The Power of Plagiarism
Contrary to popular belief, you need to spend money to save money. Specifically, by giving it to us. You see, when one of the world's most litigious companies announces a $359.99 price tag to replace your Switch with a limited edition variant, only dbrand is up to the challenge of charging you slightly less for a "creative reinterpretation" of their overpriced novelty console. If a dollar saved is a dollar earned, Clone of the Kingdom is the easiest $310.04 you've ever made.
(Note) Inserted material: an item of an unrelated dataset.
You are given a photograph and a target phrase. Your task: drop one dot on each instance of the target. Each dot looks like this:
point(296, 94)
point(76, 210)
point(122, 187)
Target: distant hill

for some reason, also available for steam deck
The Wisdom of Dead Scientists
There’s a thin line between a cheap knockoff and a masterful clone. As it turns out, that line is made of gold. To recreate the dock's metallic sheen, we assembled the nation's leading gold scientists and brought them to an enormous smelter. Unfortunately, their job titles had misled us: the bodies of the scientists didn't contain any extra gold content. Their ashes did, however, prove invaluable when perfecting our metallic finish. Now, if you’ll excuse us, we’ve got some more scientists to incinerate.
The Courage to Innovate
We've got good news: during Clone of the Kingdom’s mass production run, an intern managed to severely botch the green ink pigmentation, producing a deep black. After taking one look at his accidental masterpiece, we immediately gave him a promotion. As a direct result of this mishap, each Clone of the Kingdom order contains an additional color option for the left Joy-Con, free of charge. As for the intern, his new job title is "Hazardous Materials Taste Tester". Or rather, it was. We'll have to hire a replacement.